Consequently the Tibetans may be said to be divided into two classes of people, one being subject to the control of the lords of the manors and other to that of the Central Government. Not unfrequently the two overlap, and the same people are obliged to pay poll-tax to their lords and other taxes to the Central Government.

The work of revenue collection is entrusted to two or three Commissioners appointed from among the clerical or lay officials of higher rank, and these, invested with judicial and executive powers, are despatched every year to the provinces to collect revenue, consisting of taxes, imposts and import duties, these being paid either in money or kind.

The demands on revenue are many and various, and among the items of ordinary expenditure may be mentioned first of all the sums required for supporting, either wholly or partially, a large number of priests residing both in Lhasa and in the provinces, the former alone numbering about twenty-five thousand. The outlay on account of building temples and religious ceremonies is not small, but that on account of salaries paid to the officials of the Central Government appears to be less. A Premier draws the yearly salary of about six hundred koku or four thousand bushels of wheat, the stipend being generally paid in this grain. The first Lord of the Treasury draws three hundred and sixty koku. What is very interesting about these salaries is that the State functionaries very often relinquish the right of receiving their salaries, and leave them unclaimed. My host, who continued to hold for ten years the post of the Minister of Finance, had persistently refrained during that long period from claiming what was his due. When I marvelled at this strange act of disinterestedness on his part, he replied that his own estate supplied what he wanted and so he did not wish to give trouble to the Grand Lama’s Exchequer. And he further informed me that most of his colleagues who were men of means generally omitted to claim their salaries wholly or in part, though there were some who punctually received the money to which they were entitled by right.
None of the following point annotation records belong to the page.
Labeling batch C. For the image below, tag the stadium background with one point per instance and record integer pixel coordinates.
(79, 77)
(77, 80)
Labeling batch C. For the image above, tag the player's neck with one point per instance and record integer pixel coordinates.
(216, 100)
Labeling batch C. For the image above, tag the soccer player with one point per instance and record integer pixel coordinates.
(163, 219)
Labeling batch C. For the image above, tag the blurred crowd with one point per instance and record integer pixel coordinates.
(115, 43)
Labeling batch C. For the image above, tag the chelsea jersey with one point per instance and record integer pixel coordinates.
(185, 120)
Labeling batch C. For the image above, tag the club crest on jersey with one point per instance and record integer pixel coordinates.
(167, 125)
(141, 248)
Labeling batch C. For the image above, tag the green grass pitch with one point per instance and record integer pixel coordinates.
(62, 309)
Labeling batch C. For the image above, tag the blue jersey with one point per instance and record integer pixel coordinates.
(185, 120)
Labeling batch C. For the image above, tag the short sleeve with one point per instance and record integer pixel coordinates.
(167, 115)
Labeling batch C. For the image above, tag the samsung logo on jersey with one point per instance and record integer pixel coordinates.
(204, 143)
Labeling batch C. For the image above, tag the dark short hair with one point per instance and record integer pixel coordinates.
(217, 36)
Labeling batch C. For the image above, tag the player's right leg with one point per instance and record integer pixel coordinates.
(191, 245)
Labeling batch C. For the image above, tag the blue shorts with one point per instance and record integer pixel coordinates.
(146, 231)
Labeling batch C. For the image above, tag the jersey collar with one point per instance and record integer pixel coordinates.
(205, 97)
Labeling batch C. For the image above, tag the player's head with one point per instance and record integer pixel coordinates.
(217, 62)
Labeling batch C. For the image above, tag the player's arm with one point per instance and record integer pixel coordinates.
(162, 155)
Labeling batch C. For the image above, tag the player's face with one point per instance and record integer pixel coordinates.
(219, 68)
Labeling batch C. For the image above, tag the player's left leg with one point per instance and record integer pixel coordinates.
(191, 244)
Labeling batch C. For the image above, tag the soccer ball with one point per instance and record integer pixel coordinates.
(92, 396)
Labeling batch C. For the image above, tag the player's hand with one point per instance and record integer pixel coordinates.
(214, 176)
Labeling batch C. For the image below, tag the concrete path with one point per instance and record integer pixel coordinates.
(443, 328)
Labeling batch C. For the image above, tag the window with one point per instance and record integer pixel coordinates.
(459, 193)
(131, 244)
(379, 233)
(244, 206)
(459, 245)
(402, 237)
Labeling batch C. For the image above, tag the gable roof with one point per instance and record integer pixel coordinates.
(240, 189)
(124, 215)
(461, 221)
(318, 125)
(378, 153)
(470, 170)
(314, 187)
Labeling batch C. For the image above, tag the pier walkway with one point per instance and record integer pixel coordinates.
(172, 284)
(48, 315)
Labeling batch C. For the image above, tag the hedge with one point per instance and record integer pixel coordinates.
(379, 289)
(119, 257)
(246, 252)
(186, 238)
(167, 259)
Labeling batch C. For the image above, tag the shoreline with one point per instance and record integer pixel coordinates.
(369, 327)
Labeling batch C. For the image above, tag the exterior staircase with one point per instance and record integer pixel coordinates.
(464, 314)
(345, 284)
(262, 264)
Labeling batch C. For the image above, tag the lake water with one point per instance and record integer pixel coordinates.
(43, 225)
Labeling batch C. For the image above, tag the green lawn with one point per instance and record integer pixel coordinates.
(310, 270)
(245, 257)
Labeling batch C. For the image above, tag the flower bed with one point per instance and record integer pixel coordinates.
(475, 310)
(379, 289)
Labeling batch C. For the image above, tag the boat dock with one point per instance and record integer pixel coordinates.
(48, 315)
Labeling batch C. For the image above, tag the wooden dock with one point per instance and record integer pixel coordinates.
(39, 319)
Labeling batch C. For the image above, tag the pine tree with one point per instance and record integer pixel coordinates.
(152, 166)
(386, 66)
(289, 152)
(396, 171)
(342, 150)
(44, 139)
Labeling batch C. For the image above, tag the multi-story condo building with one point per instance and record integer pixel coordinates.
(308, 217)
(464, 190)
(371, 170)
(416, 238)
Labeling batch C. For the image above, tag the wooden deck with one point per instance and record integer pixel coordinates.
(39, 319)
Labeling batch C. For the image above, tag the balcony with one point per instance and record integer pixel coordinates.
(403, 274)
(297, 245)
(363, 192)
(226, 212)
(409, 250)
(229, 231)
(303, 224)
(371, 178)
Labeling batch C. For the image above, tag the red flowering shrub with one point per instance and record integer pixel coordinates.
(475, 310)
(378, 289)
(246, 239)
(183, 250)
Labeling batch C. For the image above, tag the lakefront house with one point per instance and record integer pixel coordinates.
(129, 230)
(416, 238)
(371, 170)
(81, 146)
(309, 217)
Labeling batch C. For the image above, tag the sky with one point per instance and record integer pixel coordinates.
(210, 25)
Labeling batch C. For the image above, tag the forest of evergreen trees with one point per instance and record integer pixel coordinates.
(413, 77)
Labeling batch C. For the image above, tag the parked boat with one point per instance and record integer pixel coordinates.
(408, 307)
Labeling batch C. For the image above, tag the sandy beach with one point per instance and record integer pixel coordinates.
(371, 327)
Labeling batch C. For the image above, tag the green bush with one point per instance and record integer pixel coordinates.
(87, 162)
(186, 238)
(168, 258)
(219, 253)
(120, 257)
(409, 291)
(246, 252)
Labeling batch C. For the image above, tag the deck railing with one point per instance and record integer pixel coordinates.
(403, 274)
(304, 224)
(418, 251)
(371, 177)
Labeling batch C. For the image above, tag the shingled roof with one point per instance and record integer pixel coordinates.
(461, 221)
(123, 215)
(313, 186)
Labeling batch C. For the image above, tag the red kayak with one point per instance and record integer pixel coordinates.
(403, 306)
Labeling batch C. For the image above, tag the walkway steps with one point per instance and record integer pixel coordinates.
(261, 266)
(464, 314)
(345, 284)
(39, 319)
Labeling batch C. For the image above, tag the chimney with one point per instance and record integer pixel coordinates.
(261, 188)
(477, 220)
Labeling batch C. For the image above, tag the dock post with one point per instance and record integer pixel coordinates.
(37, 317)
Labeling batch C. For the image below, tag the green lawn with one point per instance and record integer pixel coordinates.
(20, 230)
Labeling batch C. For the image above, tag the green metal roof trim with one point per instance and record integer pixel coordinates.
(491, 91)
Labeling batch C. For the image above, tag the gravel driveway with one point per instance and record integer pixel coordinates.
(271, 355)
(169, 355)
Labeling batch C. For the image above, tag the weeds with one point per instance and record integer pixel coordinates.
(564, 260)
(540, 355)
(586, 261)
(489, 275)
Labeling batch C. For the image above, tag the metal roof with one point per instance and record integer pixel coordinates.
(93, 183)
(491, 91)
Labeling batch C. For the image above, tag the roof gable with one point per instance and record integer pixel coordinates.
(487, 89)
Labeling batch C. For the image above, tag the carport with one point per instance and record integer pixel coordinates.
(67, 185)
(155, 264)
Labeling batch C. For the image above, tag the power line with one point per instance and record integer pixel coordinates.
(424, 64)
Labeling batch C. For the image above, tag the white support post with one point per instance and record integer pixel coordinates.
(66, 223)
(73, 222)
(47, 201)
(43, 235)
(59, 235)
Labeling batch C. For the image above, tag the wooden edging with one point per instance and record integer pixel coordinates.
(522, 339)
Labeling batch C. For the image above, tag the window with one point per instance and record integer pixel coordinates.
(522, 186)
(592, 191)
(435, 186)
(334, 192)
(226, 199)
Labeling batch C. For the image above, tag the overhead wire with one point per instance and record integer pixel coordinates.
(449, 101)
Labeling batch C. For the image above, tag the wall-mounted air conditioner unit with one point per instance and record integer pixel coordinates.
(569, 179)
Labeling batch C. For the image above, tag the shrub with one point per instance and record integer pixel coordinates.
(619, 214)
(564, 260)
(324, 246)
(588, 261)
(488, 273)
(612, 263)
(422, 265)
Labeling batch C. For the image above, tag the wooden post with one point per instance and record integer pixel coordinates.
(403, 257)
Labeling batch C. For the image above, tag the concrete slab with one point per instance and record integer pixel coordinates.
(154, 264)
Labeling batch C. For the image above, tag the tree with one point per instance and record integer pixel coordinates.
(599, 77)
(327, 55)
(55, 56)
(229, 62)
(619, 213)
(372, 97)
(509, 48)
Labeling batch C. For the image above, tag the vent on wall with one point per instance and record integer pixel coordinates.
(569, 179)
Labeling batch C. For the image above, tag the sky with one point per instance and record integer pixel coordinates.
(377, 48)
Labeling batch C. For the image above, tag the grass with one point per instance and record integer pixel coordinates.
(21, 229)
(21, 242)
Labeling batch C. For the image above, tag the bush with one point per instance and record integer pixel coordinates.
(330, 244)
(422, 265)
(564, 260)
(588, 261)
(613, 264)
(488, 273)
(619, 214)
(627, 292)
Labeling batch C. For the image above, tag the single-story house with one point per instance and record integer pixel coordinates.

Not that even those who showed themselves so disinterested in the matter of official stipends are above corruption, for I heard that some of the Ministers who declined their salaries did not scruple to receive or even to exact bribes. In justice to them I may add that bribery is a universal vice in Tibet, and is not regarded in so serious a light there as in more enlightened countries. My host was a gentleman of strict integrity and morals, but he used to accept presents offered out of respect to him.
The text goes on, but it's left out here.